(TH)
The Oil Ministry’s grand plans to set up a ₹2.7-lakh-crore-plus refinery and petrochemical complex in Ratnagiri, Maharashtra, is stuck to the drawing board, seven years after it was conceptualised. An RTI filed by BusinessLine with Indian Oil Corporation Ltd has revealed that a detailed project report (DPR) for the mega project is yet to be prepared, and only a pre-feasibility study is in place. A DPR is the very core of an industrial project, and captures all the major financial and technical details.
The proposal for a coastal refinery has been under discussion in the Oil Ministry for the past seven years. In 2010, oil marketing major Hindustan Petroleum Corporation Ltd (HPCL) took the the initiative to set up the refinery, but it ran into land acquisition issues. When the Modi government came to power in 2014, the scope, capacity and investments of the coastal refinery were further expanded. In December 2015, at an industry event in Mumbai, Union Minister for Petroleum and Natural Gas Dharmendra Pradhan announced plans for a mega refinery.
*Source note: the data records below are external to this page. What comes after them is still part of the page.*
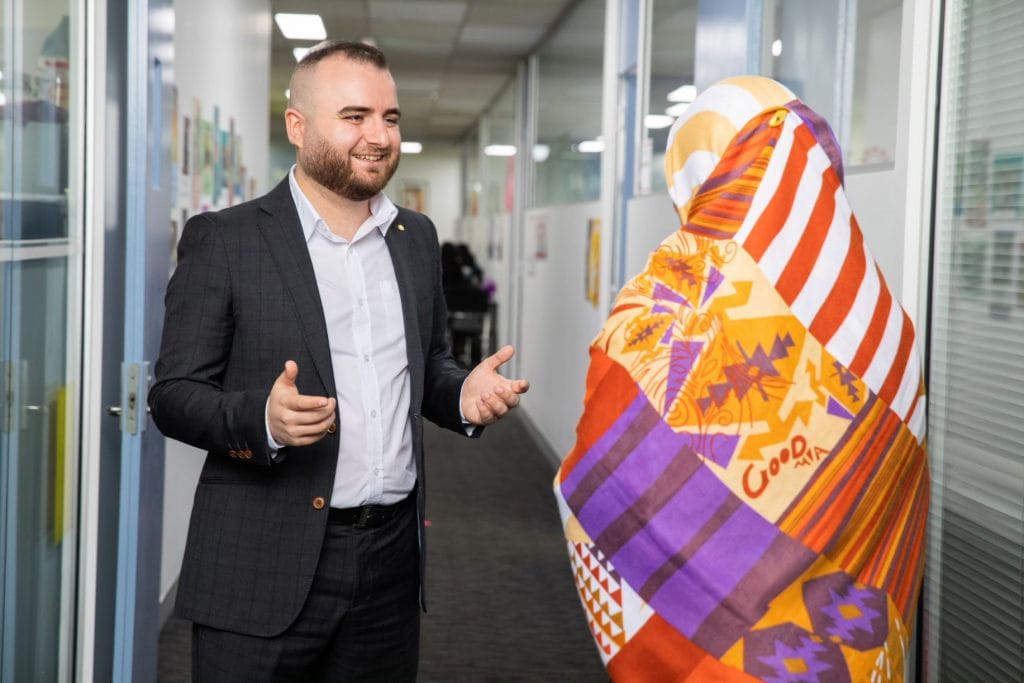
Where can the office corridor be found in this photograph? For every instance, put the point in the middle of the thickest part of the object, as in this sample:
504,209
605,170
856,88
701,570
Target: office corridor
502,607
The project for a 60 million tonnes per annum (mtpa) integrated refinery-cum-petrochemical complex, planned at Babulwadi village in coastal Ratnagiri district, is to be jointly executed by IOCL, HPCL and Bharat Petroleum Corporation Ltd. IOCL is the lead project manager. However, a number of crucial questions remain unanswered, the most important being the criteria based on which the site was selected. Babulwadi village is just 15 km away from Madban village, the primary site for the Jaitapur nuclear power project.